Henry Ddumba - Nyabumu Talented Wood Carvings
A primary school dropout, he joined the handcrafting business by hanging around handcrafting businessmen in his neighborhood. His only job was to sand the completed pieces. While at it, he gleaned all the knowledge he could and overtime, started crafting his own pieces starting with a toddler’s chair which impressed his supervisors earning him more assignments and commissions including the crafting of what he refers to as ‘zoo animals’. By then, in 1995, this was highly popular with tourists and lucrative, the smallest piece of a crafted elephant, lion or chimpanzee went for UGX80,000.
Armed with these skills, he started creating pieces for his friends and family including his church at the New United Apostolic Church, Mengo where he fell in the good graces of a missionary that was impressed with a jewelry box given to him as a gift by the church. Brother Henry was so awed by the skill and expertise that he introduced Henry to Facebook, creating a page for him and teaching him how to use it to market and sell his wooden carvings. He understood the assignment and made it a goal to post all the pieces he made. With Facebook still in its infancy then, all his friends at the time were mostly Americans, referred to him by Henry.
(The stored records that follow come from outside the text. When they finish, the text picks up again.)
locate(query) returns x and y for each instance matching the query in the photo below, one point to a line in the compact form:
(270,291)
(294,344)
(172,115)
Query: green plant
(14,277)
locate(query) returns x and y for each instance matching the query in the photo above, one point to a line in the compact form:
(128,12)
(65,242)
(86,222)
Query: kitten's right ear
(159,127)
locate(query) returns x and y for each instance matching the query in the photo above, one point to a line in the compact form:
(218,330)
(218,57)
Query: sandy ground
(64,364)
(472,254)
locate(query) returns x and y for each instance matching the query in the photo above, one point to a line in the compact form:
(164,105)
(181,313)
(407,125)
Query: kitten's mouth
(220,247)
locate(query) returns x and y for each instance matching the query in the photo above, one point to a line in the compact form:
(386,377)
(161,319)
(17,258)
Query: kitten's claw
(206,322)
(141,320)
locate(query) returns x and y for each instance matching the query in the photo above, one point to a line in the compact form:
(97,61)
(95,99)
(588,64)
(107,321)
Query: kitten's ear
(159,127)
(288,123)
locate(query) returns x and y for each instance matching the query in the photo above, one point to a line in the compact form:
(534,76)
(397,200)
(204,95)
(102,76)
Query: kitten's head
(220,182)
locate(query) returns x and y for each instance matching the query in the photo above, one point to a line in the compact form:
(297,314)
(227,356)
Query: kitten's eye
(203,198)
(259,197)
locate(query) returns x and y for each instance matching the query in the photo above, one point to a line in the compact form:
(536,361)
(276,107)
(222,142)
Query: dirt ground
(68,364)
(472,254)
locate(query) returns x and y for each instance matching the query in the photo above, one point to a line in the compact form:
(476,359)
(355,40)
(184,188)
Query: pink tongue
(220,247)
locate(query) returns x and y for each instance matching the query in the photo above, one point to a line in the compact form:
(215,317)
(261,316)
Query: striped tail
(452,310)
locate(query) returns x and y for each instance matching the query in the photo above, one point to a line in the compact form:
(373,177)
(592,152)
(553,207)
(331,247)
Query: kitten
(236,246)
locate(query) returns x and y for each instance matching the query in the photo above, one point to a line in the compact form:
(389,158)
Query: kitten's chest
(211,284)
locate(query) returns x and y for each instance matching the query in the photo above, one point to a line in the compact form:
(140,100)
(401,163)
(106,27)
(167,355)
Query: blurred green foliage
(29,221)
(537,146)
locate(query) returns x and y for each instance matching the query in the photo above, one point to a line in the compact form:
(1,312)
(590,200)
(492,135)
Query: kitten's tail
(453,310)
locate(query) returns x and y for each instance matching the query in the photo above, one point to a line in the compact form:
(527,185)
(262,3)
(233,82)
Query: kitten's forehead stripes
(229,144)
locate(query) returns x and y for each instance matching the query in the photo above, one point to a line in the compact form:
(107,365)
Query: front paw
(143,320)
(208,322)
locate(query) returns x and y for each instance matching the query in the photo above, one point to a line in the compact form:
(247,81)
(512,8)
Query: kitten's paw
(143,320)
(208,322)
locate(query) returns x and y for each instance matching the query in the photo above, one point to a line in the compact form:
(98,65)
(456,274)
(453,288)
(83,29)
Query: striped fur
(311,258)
Overtime his friend list grew building his confidence and pride in his craft. In 2015, his first international order for a crafted souvenir came through a client who liked one of his pieces and wanted it shipped to the United Kingdom. He accepted and started looking for ways on how this could be done. He discovered the Postal courier services this way. They charged UGX80,000 per 30kgs of shipment.
With this knowledge, Ddumba now had to figure out how to accept international money transfers to Uganda starting with Western Union that the client was not familiar with, to PayPal that offered hope and later turned out non-existent in the country, to world Remit which was futile. The client then asked that he meet up with one of his friends in Uganda and deliver the piece to them and get the money through them. The client’s friend was also impressed by the work and ordered for his own pieces, growing his network one piece at a time.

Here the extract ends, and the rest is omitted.